We’ve just celebrated Christmas and blasted fireworks joyously but can we pause and ask if these festivities were enjoyed with complete families; a child having his/her Mom and Dad at one place smiling and embracing the moment with both of them wishing him/her a happy 2018 without the use of bloody phones/Video Calls/Skype/ WhatsApp when conveying the words and love?
How many parents were denied by others to spend the festive season with their children? Denied, is the word I used! Stay with me, I am not talking about one parent who was unable to be there because of working away commitments or bereavement. I am talking about breakups, separations and divorces. Lord have mercy!
Between being ignorant and naive exists an invisible and very tiny area habited by a huge and continuously growing population. It isn't easy and maybe also not important to figure out how such a number of people fit in such a small space without any of them complaining about discomfort. Stupidity; is what that area is called. People believe that by giving birth to a baby automatically says that they love that offspring.
I would've been tempted to blame this on social media and the forever sprouting populist stances and statements but the issue draws its roots far deeper.
On the African point of view men/fathers have always played a very small role in the bringing up of children and those who showed enthusiasm, pushing an envelope a little further were and are still side eyed and told to bloody straighten up; it is a woman’s responsibility! It became a norm and ridiculous narrative that women/mothers need not be questioned about their love for their children but men/fathers must be tucked under the magnifying glass a little.
Mothers are always the reason why many fathers do not spend family holidays with their children and yet they claim that they love their children. How can you claim to love your children when you exclude and diminish the role and existence of their father? Does anyone feel uncomfortable if we take a quick and short dive on this in hope that things change for better?
That uncomfortable feeling is nothing compared to the pain, depression and loneliness which is felt annually by the fathers who are denied time with their children. It is also nothing when compared to the damage occurring in the child’s perspective of love, companionship/marriage and parenting. Let’s not forget that children learn faster from observing actions than listening to what they are told.
Anyone claiming to have successfully untangled their children from the love of their fathers must admit that it isn't love that they replaced to form that ‘transition’. You can only get happiness when giving it and not by taking it from others. While you as a mother believe that you are wining, please note that it isn't only your opponent/the father who is losing but also the very same child you are selfishly keeping away from his/her father. The social science research is clear that children develop best and enjoy a healthier psycho-socio outcome as adults when they have secure relationships to both parents.

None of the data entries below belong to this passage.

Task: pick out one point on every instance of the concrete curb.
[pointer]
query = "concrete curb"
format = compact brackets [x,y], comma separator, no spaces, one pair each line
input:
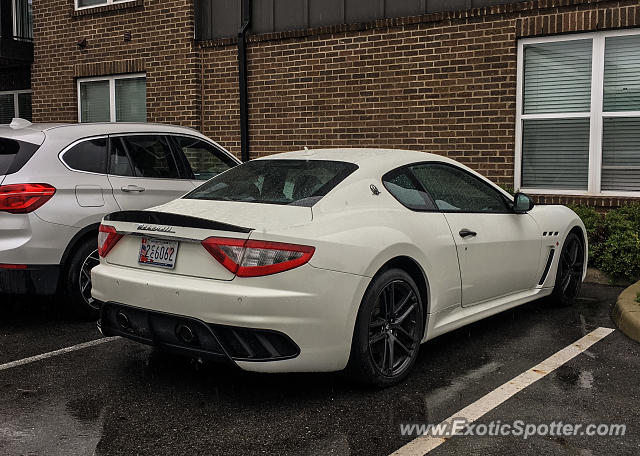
[626,313]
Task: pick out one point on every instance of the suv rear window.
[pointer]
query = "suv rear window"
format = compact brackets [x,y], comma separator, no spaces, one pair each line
[294,182]
[89,155]
[14,154]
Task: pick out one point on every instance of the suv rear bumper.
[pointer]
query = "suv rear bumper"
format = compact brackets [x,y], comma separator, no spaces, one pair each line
[33,279]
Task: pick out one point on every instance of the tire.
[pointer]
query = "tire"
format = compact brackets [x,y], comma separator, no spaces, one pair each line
[385,343]
[570,269]
[77,280]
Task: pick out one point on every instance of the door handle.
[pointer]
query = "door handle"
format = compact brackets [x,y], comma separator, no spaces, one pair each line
[132,188]
[464,232]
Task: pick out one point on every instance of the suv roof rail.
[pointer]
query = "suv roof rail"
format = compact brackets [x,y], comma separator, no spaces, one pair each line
[18,123]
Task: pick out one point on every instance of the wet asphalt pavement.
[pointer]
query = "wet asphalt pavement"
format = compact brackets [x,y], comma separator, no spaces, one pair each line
[121,398]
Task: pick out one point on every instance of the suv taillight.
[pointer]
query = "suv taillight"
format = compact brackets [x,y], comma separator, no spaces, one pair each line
[107,238]
[257,258]
[24,198]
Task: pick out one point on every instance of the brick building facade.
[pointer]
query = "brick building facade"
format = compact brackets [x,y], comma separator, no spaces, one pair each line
[441,82]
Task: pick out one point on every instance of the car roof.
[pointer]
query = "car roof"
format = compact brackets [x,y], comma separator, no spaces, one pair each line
[366,158]
[69,132]
[78,130]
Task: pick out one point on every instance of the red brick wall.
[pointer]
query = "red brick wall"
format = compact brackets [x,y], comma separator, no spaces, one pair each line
[442,83]
[161,45]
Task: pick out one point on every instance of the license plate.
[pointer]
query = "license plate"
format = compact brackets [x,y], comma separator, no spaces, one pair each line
[158,252]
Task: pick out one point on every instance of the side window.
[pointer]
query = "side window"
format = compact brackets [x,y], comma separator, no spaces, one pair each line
[89,155]
[454,189]
[119,164]
[404,188]
[205,160]
[151,156]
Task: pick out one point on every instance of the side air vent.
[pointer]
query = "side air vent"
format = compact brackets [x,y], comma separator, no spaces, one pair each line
[547,267]
[244,344]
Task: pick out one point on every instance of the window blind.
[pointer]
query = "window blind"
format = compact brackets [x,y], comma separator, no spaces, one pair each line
[557,77]
[131,100]
[622,73]
[555,154]
[7,108]
[94,101]
[621,154]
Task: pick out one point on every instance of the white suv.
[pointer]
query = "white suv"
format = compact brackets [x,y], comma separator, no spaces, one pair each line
[58,181]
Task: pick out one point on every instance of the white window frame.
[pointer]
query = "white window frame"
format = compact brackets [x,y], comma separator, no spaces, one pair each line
[596,114]
[112,91]
[104,3]
[15,93]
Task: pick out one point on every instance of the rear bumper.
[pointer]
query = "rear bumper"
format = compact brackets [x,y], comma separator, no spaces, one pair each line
[314,308]
[35,279]
[194,337]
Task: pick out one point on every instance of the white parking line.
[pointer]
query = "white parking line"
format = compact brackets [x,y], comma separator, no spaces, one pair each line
[424,444]
[62,351]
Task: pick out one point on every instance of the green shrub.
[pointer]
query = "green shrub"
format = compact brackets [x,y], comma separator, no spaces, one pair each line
[614,240]
[621,256]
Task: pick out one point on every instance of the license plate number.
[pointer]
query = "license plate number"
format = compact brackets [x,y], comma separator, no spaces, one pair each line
[158,252]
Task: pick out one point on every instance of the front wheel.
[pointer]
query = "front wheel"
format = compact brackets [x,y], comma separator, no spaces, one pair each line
[570,270]
[77,286]
[389,329]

Bartenders across the UK have grown thick skin especially for Christmas as they forever have to lend an ear to all those drunk fathers gabbing about their feelings for not being able to be see their children on Christmas morning and with some voicing their worries of how they would get through 2018 as there is no sign of hope that the mothers of their children would let them love the children and not only see them on very unfair stated visitation rights which are so brief that the pain is sustained more than not seeing the children at all.
While everyone become anxious and looking forward to Christmas when it is only a few days away, these fathers do not join but sink their hearts in sadness at the reality that once again they would not be with their children. The feelings are extremely hard to hide and those who look like they can, it is only because they are with company that doesn't know them well.
As much as your child will remain as your child to you, you should not forget that children grow and as they do, they also learn to distinguish between what is real to what is not as they learn the truth. Absent-fathers has become some kind of a norm and expected social epidemic in society but having women/mothers contributing to the severity of it is not just cruel and disgusting but an ultimate catastrophe.
It is only proper to employ wisdom as you grow than when you are older or you will risk being perceived as been a horrible parent whom your very own children would not want near their own; your grand children obviously!